In theory, linking the two specialized subunits together would prevent their interaction with the host cell’s ribosomes, said Mankin. However, given the evolutionary conservation of the separate-subunit system, the chance of an engineered ribosome working as a single unit was pretty remote. “We had a clear idea that we were trying to do something crazy,” he said, “it should have been almost impossible.”
But try they did. Ribosomes are a combination of proteins and ribosomal RNA (rRNA) molecules. So, to tether the subunits, Mankin and his colleagues engineered one long rRNA molecule from two rRNAs, 16S and 23S, which reside in the small and large subunit, respectively. Linking these rRNAs thus linked the subunits. The team made numerous iterations of the long conjoined rRNA until it hit on one that could successfully replace the normal 16S and 23S rRNAs of a bacterial cell. “This was not a casual weekend experiment,” said Noller. “This was a major effort.”
As a next step, the researchers altered the tethered ribosome, which they called Ribo-T, such that it would only read specialized mRNAs and not normal mRNAs. They did this by altering a sequence within the 16S rRNA that recognizes and binds to a specific sequence in mRNAs, and then altered that sequence in the chosen mRNAs to correspond. “You can think of it as opening up an orthogonal genetic system within the cell,” said Isaacs.

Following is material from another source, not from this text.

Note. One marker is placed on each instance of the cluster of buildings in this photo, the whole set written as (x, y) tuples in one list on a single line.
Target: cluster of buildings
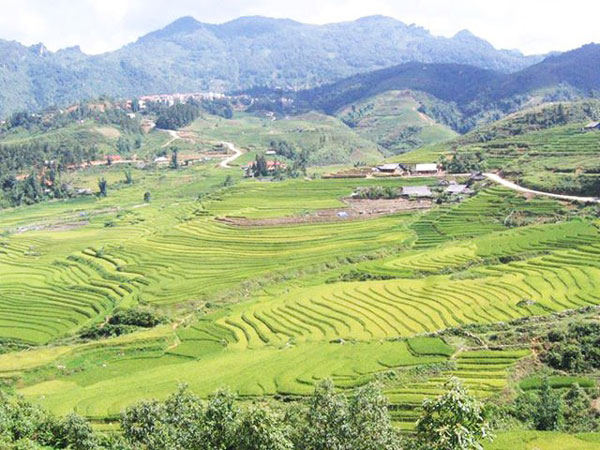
[(272, 167), (398, 169), (171, 99), (451, 188)]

The last piece of the puzzle was to mutate the “untouchable” catalytic center of the engineered ribosome to see whether its function could be changed. As a proof of principle, the team showed that it could indeed mutate Ribo-T’s catalytic core and enable the synthetic ribosome to read straight through a particular mRNA sequence that ordinarily causes normal ribosomes to arrest.
The work is “really a big accomplishment,” said Isaacs.
“The next question is, can you now really build on this and more fundamentally evolve that catalytic centre to permit new types of chemistry?” he continued. “That’s going to really be the ultimate test.”
C. Orelle et al., “Protein synthesis by ribosomes with tethered subunits,” Nature, doi:10.1038/nature14862, 2015.